Database Design and Table Structure

CMAP DB metadata specific table database diagram

Simons CMAP currently has three servers that contain near replicates of the SQL Server database. The names of these three are: Rainier, Mariana and Rossby. Rainier was the first dedicated server to host the database and currently serves as the main ‘source of truth’.

In addition to the three SQL Servers there is a a Spark SQL Warehouse cluster with Apache Hive ANSI SQL:2003 interface. Its alias is: Cluster. This is used for large datasets (i.e. satellite data and Darwin) or large, continuously updated datasets (i.e. Argo data).

Warning

Rainier is currently the production database and ‘source of truth’. If you want to test features, use Mariana or Rossby.

Data tables along with metadata tables are stored in the same schema. Common queries live on the database as stored procedures. Data tables are independent of one another. The dataset table name is stored as a column in the metadata table tblVariables. This key links the data tables to the rest of the metadata.

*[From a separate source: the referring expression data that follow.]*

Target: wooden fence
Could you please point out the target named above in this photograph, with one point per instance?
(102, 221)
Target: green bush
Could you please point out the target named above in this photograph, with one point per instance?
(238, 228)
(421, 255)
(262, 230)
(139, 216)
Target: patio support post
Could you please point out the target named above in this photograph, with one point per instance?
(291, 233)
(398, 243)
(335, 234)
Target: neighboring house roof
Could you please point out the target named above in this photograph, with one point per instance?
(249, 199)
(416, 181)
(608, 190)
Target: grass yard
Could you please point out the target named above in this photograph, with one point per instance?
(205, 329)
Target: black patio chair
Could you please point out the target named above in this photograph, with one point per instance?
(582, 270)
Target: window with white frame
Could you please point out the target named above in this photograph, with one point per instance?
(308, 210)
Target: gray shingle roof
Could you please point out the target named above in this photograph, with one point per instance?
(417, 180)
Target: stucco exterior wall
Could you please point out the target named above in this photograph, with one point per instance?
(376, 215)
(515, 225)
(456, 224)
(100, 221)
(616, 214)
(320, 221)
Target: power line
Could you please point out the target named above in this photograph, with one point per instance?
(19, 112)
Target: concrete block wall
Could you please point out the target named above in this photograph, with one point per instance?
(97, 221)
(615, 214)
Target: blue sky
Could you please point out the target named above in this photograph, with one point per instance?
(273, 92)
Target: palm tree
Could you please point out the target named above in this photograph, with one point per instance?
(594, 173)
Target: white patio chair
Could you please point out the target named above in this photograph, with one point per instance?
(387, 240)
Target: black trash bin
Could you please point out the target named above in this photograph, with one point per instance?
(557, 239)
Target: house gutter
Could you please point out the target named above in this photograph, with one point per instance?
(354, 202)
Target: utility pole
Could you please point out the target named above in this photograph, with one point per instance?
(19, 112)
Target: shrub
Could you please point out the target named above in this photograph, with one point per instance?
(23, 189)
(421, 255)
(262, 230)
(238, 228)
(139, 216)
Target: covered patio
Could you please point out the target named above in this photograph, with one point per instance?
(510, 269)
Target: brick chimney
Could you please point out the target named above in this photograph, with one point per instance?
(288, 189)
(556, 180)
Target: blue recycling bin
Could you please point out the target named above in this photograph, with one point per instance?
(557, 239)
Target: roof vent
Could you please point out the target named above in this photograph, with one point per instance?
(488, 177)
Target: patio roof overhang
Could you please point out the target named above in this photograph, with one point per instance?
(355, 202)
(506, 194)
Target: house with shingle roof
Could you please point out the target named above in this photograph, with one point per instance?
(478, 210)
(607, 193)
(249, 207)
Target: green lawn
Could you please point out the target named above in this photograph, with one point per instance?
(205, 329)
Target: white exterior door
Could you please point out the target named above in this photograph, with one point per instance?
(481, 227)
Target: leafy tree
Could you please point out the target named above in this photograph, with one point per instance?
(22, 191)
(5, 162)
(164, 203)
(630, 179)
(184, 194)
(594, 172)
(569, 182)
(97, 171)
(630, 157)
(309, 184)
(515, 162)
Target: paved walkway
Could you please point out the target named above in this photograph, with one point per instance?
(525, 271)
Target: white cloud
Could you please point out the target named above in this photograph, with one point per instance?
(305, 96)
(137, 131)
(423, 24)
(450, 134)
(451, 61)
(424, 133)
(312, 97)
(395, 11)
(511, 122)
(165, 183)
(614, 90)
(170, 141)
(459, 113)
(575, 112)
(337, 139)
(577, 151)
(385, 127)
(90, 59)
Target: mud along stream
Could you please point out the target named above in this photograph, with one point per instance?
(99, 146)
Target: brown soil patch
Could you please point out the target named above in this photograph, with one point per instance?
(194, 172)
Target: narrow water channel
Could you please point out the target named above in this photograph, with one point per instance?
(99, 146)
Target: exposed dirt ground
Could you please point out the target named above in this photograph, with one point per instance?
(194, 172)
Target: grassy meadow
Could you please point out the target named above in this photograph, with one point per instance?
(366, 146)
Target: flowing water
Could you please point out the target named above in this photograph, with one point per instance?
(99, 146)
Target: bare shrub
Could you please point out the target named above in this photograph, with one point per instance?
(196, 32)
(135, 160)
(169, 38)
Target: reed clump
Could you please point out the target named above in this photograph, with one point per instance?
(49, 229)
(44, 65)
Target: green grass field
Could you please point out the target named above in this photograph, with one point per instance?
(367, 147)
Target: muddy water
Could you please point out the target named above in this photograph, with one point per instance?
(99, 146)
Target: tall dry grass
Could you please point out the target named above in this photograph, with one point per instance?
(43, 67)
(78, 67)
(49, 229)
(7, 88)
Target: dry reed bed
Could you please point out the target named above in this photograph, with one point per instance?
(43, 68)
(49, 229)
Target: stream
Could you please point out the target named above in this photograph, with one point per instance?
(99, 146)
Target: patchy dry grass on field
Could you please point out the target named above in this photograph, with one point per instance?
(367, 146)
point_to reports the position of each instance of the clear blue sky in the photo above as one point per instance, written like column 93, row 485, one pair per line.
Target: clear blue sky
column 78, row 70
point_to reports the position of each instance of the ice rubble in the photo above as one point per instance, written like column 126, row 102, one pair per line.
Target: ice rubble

Metadata tables are listed below with a brief description of each:

Variable Level Metadata

tblVariables links the data tables to the metadata through the column [Table_Name]. Columns with an _ID suffix are linked to other metadata tables. For example, Dataset level information in tblDatasets in linked through [Dataset_ID]. Each data variable in a dataset has a row in this table, containing the following columns:

ID
DB
Dataset_ID
Table_Name
Short_Name
Long_Name
Unit
Temporal_Res_ID
Spatial_Res_ID
Temporal_Coverage_Begin
Temporal_Coverage_End
Lat_Coverage_Begin
Lat_Coverage_End
Lon_Coverage_Begin
Lon_Coverage_End
Grid_Mapping
Make_ID
Sensor_ID
Process_ID
Study_Domain_ID
Comment
Visualize
Data_Type
Org_ID
Conversion_Coefficient
Has_Depth

tblOrganism contains the organism name and the Organism_ID connects to Org_ID in tblVariables for a variable describing organism abundance. Additional tables related to the organism identification project are: tblOrgTaxon, tblOrgTrophic_Level, tblOrgSubtrophics, tblOrgTrophics, tblOrgSize_Image_Bigelow, tblOrgFunctional_Group_WORMS, tblOrgParaphyletic_Group_WORMS, tblOrgUnicellularity_WORMS. Details on the project can be found in Jira Epic 8 (https://simonscmap.atlassian.net/browse/CMAP-8)

tblKeywords contains user submitted keywords used in the searching of a variable. tblKeywords contains an ID column, where each value which corresponds to a unique variable entry in tblVariables.

var_ID
keywords

tblTemporal_Resolution, tblSpatial_Resolution, tblMake, tblSensor, tblProcess_Stages, and tblStudy_Domains are all variable level tables that contain links between the ID’s in tblVariables and their respective tables.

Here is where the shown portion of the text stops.